Judicial Foreclosure
Categories: Banking, Regulations
Out of all of our monthly expenses—mortgage, car payment, utility bills, Jelly of the Month Club—our mortgage is by far the most costly. Sometimes, we daydream about how much more jelly we could buy if we just didn’t have to pay that silly mortgage. But because we’re smart, and because, like...how much jelly can a person really consume in a given month anyway?...we know that we have to continue to pay it. Because, if we don’t, the bank could eventually come and take our house away, leaving us on the street with nothing but our peach preserves.
Foreclosure—the process of the bank taking our house away—can be initiated one of two ways. One of those ways happens in the courts and is known as a “judicial foreclosure.” In some states, the law says that a mortgage lender needs to file a lawsuit in order to foreclose on a property. The court then decides yay or nay, and in some cases, they also decide on the debt amount needed to settle the situation.
The good news about judicial foreclosures is that the homeowner has a chance to defend himself. If he gives a good enough reason for his spotty payment history (“We needed more jelly” is probably not a good enough reason), then the judge can, in some cases, work out a payment plan to avoid an actual foreclosure.

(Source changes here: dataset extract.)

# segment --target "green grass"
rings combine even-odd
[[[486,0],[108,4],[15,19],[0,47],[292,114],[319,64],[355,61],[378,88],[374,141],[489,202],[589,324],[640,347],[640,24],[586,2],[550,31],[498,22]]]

Note to homeowners: judicial foreclosures don’t happen everywhere. In some states, lenders don’t have to go through the courts to initiate a foreclosure. They still have to give plenty of notice—and we’re probably already aware that we’re in trouble if we’re that delinquent on our mortgage payments—but the whole lawsuit-filing part isn’t necessary. It helps to know the laws wherever we decide to make our home.